B. Rights or Legitimate Interests
Paragraph 4(3) of the Policy provides a list of circumstances any of which is sufficient to demonstrate that the Respondent has rights or legitimate interests in the disputed domain names:
(i) before any notice to the Respondent of the dispute, the Respondent’s use of, or demonstrable preparations to use, the disputed domain names or a name corresponding to the disputed domain names in connection with a bona fide offering of goods or services; or
(ii) the Respondent (as an individual, business, or other organisation) has been commonly known by the disputed domain names even if the Respondent has acquired no trade mark or service mark rights; or
(iii) the Respondent is making a legitimate noncommercial or fair use of the disputed domain names, without intent for commercial gain to misleadingly divert consumers.
The Complainant has not authorized, licensed, or permitted the Respondent to register or use the disputed domain names or to use the Trade Mark. There is therefore a prima facie case that the Respondent has no rights or legitimate interests in the disputed domain names, and the burden is thus on the Respondent to produce evidence to rebut this presumption (Do The Hustle, LLC v.Tropic Web, WIPO Case No. D2000-0624; Croatia Airlines d.d. v. Modern Empire Internet Ltd., WIPO Case No. D2003-0455).1
The Respondent has failed to show that it has acquired any genuine trade mark rights in respect of the disputed domain names or that the disputed domain names have been used in connection with a bona fide offering of goods or services.
There has been no evidence adduced to show that the Respondent has been commonly known by the disputed domain names.
There has been no evidence adduced to show that the Respondent is making a legitimate, noncommercial or fair use of the disputed domain names. To the contrary, the evidence shows that the Respondent has made no use of the disputed domain names.
The Panel finds the Respondent’s assertions that it intends to use the disputed domain names for personal use unconvincing.
The Respondent has failed to produce any evidence to establish rights or legitimate interests in the disputed domain names. The Panel therefore finds that the Complaint fulfils the second condition of paragraph 4(1) of the Policy.

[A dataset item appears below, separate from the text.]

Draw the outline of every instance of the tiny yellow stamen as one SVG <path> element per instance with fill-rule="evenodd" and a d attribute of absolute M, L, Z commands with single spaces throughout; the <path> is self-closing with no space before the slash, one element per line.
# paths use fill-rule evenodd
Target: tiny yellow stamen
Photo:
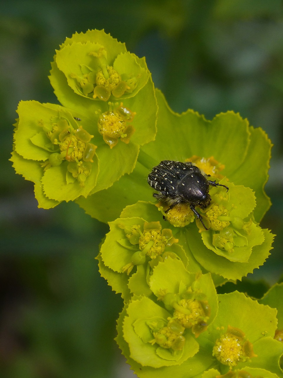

C. Registered and Used in Bad Faith
Pursuant to paragraph 4(2)(1) of the Policy, the following conduct amounts to registration and use in bad faith on the part of the Respondent:
“Circumstances indicating that the Respondent has registered or the Respondent has acquired the domain name primarily for the purpose of selling, renting, or otherwise transferring the domain name registration to the Complainant who is the owner of the trademark or service mark or to a competitor of that Complainant, for valuable consideration in excess of the Respondent’s documented out-of-pocket costs directly related to the domain name.”
The evidence shows the Respondent has offered to sell the disputed domain names for USD7,000, an amount in excess of the Respondent’s likely out-of-pocket expenses incurred in registering the disputed domain name.
In all the circumstances of this proceeding, the Panel finds the Respondent’s passive use of the disputed domain names amounts to further grounds in support of a finding of bad faith.
The Panel therefore finds the requisite element of bad faith has been satisfied, under paragraph 4(2)(1) of the Policy, and also under the Panel’s general discretion under paragraph 4(2) of the Policy.
For all the foregoing reasons, the Panel concludes that the disputed domain names have been registered and are being used in bad faith. Accordingly, the third condition of paragraph 4(1) of the Policy has been fulfilled.
The Panel has no hesitation in rejecting the assertions of the Respondent that the Complainant, in commencing these proceedings, has somehow acted in bad faith.
For the foregoing reasons, in accordance with paragraphs 4(1) of the Policy and 15 of the Rules, the Panel orders that the disputed domain names <livingsocial.com.ph> and <livingsocial.ph> be transferred to the Complainant.
Dated: July 27, 2012
1 Given the similarity between the phDRP and the Uniform Domain Name Policy (“UDRP”), the Panel finds it appropriate to cite decisions under the UDRP.